In the last twenty-five years, we have learned more about working memory. Most relevant to instructional efficiency is the finding that working memory incorporates separate components. One component is for visual information and another one is for auditory (phonetic) information as represented by the two folders in Figure 2.3. While each of these working memory components is quite limited, we will see in Chapter 3 that under some defined circumstances you can maximize working memory capacity by using both components to explain visuals with words delivered in audio narration rather than by text.

An Overview of Cognitive Learning Processes.

Figure 2.3. An Overview of Cognitive Learning Processes.

Dual Task Experiments

The visual and auditory subcomponents of working memory were inferred by performance outcomes from dual task experiments. Dual task experiments require multitasking. In a dual task experiment, participants are assigned a primary task such as to recall a list of numbers that is read to them at the same time as they perform a secondary task. A secondary task might require the participant to strike a key when they hear a tone or track a moving dot on a computer screen using a joy stick. Psychologists conducting dual task experiments found that, when participants are asked to perform a secondary auditory task (respond to a tone) while performing a primary auditory task (recall a list of numbers read aloud), performance on one or both tasks suffers. However, performing a secondary task that is visual (tracing a moving dot) while performing a primary auditory task leads to minimal performance declines. The reason for these results is that two tasks that involve the same modality, for example, both visual or both auditory, drain the limited working memory capacity in that center. In contrast, two tasks that call on different modalities, for example, one visual and one auditory, make use of the separate subcomponents in working memory.

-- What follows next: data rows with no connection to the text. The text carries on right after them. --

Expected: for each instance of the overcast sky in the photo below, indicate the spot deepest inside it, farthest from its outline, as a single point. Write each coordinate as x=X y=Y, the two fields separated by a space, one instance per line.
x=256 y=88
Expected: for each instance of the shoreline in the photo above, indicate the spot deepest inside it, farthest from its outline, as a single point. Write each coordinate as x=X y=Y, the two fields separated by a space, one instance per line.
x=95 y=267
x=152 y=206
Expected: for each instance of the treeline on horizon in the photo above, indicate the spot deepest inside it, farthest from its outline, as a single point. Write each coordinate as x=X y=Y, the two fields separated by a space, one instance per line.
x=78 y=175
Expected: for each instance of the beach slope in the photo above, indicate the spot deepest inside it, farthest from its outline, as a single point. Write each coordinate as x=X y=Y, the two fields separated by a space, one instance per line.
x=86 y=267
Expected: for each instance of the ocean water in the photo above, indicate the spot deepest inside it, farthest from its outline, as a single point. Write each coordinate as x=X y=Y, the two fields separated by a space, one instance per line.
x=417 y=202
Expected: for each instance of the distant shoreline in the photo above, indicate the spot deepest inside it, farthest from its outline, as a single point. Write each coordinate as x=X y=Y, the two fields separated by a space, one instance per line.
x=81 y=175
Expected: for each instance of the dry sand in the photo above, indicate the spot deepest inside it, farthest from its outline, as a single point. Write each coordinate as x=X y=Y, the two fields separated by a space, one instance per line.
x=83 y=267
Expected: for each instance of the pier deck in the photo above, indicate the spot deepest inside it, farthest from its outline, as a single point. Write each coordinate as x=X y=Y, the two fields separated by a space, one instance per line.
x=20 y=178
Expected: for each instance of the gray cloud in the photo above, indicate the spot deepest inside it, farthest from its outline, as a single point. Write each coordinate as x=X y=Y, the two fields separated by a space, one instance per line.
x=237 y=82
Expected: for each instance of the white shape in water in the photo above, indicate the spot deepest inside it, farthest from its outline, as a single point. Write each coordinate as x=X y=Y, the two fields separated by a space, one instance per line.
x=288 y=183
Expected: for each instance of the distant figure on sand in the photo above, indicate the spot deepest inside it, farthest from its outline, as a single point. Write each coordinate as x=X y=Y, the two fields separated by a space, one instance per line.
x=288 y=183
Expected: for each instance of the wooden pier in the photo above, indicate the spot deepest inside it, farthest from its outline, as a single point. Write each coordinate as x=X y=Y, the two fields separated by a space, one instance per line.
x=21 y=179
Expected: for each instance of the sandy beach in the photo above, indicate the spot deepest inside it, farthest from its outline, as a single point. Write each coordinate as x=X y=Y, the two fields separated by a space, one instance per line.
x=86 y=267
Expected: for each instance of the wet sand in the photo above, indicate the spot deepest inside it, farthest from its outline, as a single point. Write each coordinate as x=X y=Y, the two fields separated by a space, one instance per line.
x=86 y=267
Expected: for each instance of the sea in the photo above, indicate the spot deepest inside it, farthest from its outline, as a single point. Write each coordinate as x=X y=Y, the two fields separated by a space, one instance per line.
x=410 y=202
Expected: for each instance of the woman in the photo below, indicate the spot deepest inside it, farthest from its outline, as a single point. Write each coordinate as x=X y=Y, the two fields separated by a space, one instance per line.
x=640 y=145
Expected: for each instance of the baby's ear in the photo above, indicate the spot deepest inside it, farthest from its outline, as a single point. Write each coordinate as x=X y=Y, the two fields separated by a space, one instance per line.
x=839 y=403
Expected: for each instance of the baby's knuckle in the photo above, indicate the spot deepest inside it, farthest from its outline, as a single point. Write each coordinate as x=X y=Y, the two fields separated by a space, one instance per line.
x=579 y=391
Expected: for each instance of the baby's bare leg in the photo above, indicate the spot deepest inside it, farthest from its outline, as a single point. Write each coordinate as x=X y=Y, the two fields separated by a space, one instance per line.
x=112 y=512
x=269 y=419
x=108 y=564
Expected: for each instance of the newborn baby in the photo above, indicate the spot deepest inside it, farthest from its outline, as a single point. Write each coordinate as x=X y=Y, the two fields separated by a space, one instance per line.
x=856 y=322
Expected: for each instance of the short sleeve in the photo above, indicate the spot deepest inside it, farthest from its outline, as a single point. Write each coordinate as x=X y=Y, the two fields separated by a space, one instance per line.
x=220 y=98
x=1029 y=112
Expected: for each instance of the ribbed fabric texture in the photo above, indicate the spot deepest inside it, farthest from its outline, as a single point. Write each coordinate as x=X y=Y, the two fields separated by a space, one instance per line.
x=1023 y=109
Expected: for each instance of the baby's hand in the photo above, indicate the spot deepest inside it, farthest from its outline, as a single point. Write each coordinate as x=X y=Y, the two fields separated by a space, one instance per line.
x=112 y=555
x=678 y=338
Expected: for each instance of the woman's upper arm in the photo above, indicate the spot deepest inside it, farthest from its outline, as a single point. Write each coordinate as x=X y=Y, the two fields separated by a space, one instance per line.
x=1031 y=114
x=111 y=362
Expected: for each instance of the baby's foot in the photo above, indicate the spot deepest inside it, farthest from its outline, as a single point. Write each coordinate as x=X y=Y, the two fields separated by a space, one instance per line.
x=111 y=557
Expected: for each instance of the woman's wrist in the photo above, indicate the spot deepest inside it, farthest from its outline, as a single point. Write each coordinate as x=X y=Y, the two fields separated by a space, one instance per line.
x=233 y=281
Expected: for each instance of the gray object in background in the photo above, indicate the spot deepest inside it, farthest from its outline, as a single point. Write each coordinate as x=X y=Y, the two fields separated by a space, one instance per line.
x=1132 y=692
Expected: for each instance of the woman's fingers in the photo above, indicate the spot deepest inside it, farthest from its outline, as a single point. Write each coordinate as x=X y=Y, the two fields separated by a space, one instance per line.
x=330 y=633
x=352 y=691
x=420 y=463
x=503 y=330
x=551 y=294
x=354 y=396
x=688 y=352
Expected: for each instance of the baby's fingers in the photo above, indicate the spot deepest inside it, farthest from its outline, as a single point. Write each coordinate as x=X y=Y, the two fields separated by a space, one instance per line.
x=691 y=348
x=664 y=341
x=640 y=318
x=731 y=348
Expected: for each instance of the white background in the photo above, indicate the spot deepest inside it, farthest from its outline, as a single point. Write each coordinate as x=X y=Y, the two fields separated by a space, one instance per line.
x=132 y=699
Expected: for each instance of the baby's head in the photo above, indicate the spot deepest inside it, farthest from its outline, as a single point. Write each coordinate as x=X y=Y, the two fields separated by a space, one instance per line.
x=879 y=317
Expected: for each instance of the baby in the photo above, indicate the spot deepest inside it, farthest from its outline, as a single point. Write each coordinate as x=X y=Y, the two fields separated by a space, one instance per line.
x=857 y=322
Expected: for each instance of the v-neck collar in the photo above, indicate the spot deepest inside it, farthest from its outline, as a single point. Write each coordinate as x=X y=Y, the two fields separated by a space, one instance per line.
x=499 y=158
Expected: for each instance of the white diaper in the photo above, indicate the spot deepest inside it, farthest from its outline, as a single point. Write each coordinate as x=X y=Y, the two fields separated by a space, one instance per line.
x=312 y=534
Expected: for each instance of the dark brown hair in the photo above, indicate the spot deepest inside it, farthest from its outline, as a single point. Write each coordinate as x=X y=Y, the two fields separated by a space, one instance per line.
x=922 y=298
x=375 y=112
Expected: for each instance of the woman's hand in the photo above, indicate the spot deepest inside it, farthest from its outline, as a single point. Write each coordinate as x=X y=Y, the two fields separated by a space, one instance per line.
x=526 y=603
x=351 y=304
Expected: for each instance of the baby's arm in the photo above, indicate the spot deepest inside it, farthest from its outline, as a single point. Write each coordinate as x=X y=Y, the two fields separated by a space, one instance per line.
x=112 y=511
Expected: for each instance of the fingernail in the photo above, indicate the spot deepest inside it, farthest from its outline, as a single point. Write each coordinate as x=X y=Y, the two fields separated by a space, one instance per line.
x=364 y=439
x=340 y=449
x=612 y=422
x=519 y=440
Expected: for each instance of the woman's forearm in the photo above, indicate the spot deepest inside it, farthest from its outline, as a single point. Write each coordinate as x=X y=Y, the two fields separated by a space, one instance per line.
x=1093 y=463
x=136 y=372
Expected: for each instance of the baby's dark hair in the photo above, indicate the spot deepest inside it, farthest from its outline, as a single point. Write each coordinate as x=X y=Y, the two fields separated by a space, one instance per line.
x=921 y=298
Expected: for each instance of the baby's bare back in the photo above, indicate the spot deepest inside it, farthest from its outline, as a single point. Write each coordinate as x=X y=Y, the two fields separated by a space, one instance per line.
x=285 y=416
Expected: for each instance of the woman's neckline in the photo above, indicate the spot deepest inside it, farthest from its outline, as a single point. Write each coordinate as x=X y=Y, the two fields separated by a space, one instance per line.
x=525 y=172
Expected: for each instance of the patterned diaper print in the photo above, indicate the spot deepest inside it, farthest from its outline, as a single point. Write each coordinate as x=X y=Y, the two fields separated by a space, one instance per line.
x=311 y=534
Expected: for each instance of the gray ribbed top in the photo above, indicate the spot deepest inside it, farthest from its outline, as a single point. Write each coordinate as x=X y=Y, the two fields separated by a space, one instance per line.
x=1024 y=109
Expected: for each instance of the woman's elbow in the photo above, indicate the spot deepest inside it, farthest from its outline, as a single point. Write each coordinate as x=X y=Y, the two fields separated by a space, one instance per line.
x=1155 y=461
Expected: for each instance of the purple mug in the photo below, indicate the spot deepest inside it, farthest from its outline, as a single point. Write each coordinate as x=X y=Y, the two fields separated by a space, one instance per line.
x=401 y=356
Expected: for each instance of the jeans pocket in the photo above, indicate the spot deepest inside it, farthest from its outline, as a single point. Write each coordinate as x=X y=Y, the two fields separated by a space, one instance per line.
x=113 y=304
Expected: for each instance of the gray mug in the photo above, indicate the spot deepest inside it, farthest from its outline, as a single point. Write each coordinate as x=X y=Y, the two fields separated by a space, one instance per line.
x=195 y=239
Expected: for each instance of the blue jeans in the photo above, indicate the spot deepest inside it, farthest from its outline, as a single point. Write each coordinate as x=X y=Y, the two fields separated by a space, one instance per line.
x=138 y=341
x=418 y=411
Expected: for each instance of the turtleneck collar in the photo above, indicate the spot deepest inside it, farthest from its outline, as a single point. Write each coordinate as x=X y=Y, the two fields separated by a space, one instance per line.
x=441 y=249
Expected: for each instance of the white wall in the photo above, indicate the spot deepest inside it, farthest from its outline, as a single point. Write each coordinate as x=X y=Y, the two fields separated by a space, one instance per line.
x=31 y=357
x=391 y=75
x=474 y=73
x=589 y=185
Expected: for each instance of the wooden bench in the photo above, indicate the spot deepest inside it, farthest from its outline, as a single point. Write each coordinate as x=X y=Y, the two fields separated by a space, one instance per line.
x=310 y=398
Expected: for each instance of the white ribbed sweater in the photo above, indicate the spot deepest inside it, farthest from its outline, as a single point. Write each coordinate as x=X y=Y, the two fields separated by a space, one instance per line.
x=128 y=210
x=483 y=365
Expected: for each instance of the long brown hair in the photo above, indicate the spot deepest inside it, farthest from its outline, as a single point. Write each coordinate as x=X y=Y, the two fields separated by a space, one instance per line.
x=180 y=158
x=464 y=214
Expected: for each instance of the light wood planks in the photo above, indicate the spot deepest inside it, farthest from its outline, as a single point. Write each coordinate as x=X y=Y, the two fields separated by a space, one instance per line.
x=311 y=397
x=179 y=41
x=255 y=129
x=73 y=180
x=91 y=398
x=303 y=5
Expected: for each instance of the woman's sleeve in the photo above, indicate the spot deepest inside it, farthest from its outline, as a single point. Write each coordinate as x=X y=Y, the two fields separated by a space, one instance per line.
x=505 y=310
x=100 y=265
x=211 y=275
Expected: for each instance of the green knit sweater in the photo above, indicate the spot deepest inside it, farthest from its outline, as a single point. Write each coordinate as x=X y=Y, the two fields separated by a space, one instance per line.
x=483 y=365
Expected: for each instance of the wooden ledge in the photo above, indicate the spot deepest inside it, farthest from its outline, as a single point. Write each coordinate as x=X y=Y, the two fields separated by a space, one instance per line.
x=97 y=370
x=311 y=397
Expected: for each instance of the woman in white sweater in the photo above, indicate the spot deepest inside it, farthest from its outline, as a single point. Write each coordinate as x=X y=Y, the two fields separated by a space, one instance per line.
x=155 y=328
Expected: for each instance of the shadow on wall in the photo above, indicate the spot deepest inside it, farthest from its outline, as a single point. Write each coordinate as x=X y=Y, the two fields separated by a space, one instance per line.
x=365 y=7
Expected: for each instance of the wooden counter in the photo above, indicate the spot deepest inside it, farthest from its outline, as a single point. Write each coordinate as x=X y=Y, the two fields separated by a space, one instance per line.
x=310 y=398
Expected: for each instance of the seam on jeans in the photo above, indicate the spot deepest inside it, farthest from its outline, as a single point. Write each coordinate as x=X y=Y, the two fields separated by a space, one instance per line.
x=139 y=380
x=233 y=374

Cognitive Load and Learning

The goal of your instructional program is to free limited working memory from irrelevant mental effort and harness it for the work required to integrate new knowledge and skills into the schemas in long-term memory. Productive mental effort needed to build effective new schemas is what we call germane cognitive load. Studying examples is one type of germane cognitive load that leads to schema development in long-term memory. Unproductive mental effort that does not lead to learning is what we call extraneous cognitive load. For example, requiring learners to study an example in which a visual is explained by text that is separated from the graphic, such as the one shown in Figure 2.4, imposes extraneous cognitive load. That is because working memory must invest extra effort to search for relations between the text and graphic. Instead, the improved visual in Figure 2.5 integrates the text explanations close to the visual elements being explained, reducing the need to search for relevant relations. In this way, the instructional display saves the mental work that learners have to invest when studying separated displays. That extra capacity can be devoted to processing the example and building a schema from it. Programs with considerable extraneous cognitive load lead to inefficient learning.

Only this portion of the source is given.